Peut-être tablent-ils en partie sur de nouvelles élections. Certains estiment que c’est sans doute plus porteur à l’heure actuelle de se profiler contre la N-VA. Mais je crois surtout qu’ils essayent d’éviter de mettre de l’huile sur le feu, et veulent donner toutes ses chances à la conciliation.

L’époque de la surenchère est donc révolue?

Il semblerait bien que oui. On tient aujourd’hui le même discours qu’en 2007, où l’on disait que cela ne sert à rien de voter en force au Parlement. C’est un changement fondamental. On rompt la dynamique de surenchère, qui n’était finalement que du théâtre qui ridiculisait plus qu’autre chose les partis.

Cette distanciation par rapport à la N-VA pourrait-elle aider à débloquer les choses?

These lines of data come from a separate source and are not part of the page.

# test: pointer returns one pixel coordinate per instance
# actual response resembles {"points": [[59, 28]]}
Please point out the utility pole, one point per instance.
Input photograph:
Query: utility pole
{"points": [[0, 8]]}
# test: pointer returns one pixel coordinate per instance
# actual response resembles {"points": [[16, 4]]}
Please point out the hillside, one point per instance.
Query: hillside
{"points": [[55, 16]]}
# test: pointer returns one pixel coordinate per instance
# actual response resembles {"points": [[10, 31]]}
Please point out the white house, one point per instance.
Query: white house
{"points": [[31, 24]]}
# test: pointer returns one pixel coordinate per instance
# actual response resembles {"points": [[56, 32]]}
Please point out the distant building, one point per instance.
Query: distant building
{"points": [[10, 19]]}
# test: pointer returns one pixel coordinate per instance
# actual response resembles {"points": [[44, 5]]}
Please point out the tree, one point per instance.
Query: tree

Non, la situation reste la même, on se demande toujours si la N-VA est prête à s’engager, notamment sur l’optimisation des chiffres…

Pourquoi la N-VA craint-elle autant une évaluation des modèles de financement par la BNB et le Bureau du Plan?

Elle considère qu’elle n’a pas d’alliés dans ces organismes, qu’ils ne regroupent que des gens du PS et du sp.a. Or, la N-VA a des universitaires plus proches d’elle, elle veut donc que la mission soit aussi confiée à des gens en qui elle aura confiance.

Une solution de déblocage pourrait-elle être l’arrivée des libéraux?

Non, surtout pas les libéraux francophones, sauf si le MR laisse tomber le FDF… Dans la proposition de Di Rupo, il y avait une solution qui, d’un point de vue historique, était la meilleure proposition. Mais c’était déjà aller trop loin pour la N-VA. On voit mal alors comment elle pourrait arriver à un accord avec le FDF.